Dáil debates

Tuesday, 15 April 2014

Ceisteanna - Questions (Resumed)

Climate Change Policy

4:35 pm

Photo of Gerry AdamsGerry Adams (Louth, Sinn Fein) | Oireachtas source

Former President Mary Robinson has warned that world leaders have at best two decades to save the planet from the devastating impact of climate change. Her warning follows the latest UN report of the Intergovernmental Panel on Climate Change, IPCC which it described as a final wake-up call. Mary Robinson has urged world governments to implement major shifts in environmental and climate policy. The UN report warns that current efforts to cut carbon emissions have fallen significantly short of what is needed. In a previous report published just before Christmas, the IPCC concluded that humankind is to blame for global warming and warned that the planet will see increasingly extreme weather events unless governments take strong action. That report, which is entitled Climate Change 2013: The Physical Science Basis, stated that the past decade was the warmest on record and that much of this is down to the increase in the burning of fossil fuels. Foilsíodh an dara thuairisc inné and this tuairisc says that effects are already occurring on all continents and across all oceans.

We have seen it here. Mar is eol don Taoiseach, ag tús na bliana bhí neart stoirm againn ar fud na tíre. We know from our own experience, including that of the west and the south east, that businesses and family homes were flooded, roads were blocked and there was massive destruction. According to the Marine Institute, 230,000 farmed salmon were lost off the west Cork coast as a result of just one of nine storms to batter this island. Last year, unusually long periods of dry weather followed by periods of torrential rain left many farmers short of essential feed.

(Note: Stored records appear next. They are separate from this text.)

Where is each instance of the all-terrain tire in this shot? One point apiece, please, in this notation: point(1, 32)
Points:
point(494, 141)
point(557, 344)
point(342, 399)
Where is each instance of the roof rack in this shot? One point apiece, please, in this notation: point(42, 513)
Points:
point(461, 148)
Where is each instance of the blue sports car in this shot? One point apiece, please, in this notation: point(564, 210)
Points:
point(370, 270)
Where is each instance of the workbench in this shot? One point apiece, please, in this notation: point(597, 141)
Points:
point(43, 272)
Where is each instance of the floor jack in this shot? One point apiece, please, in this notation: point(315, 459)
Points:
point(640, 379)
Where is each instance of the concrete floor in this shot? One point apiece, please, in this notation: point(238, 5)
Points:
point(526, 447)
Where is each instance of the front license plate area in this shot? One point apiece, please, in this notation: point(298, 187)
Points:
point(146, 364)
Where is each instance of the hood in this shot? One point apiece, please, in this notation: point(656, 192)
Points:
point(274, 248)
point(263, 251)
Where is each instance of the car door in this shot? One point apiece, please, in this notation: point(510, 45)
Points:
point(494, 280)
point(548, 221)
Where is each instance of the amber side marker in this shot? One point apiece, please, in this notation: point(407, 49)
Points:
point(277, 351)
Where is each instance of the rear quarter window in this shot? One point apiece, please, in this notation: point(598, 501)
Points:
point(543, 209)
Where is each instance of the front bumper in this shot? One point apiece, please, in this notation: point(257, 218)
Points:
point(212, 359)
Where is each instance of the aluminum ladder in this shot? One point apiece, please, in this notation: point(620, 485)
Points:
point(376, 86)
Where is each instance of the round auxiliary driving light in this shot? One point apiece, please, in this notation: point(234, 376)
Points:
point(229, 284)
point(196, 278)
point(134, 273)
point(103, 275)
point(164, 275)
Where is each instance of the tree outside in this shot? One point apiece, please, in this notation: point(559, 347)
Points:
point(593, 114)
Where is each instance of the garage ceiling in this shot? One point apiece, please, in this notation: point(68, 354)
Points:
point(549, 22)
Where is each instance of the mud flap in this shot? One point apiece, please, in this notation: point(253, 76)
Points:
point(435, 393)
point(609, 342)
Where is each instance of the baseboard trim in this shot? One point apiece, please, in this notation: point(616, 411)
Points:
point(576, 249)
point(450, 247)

The winter has been the wettest since records were first kept in 1866. I could give the Taoiseach more data. I am sure he is conversant with them. I visited King's Island in County Limerick and saw the devastation wreaked upon that small working class community and which has still to be rectified. We are now being told that extreme weather events will be more common and severe. Has the Government's climate change committee discussed the IPCC, the impact of climate change on agriculture and communities, the impact of the recent storms and their implications for the future?

The Government has yet to publish a full cost-benefit analysis to show how the State can benefit in terms of plans to generate electricity from renewable sources. There does not appear to be a comprehensive Government energy strategy that would encompass all the alternatives and renewable sources instead of focusing solely on wind power. There was to have been a Green Paper on this but it has not materialised so far. In light of these alarming UN reports and our own experience, when will the Government publish the Green Paper? I commend the thousands who turned out at the protest today against wind turbines and pylons.

I was there myself today at the protest. I note that the Sinn Féin Private Members' Bill introduced last week was not opposed by the Government. I encourage the Taoiseach not just to allow the Bill to pass to the next stage, but actually to act on it. Given what we now know and given the way the future is looking in terms of all of these climate reports, would it not be a good thing that this Bill be passed into law to allow for the most comprehensive strategy possible on energy? This is now essential.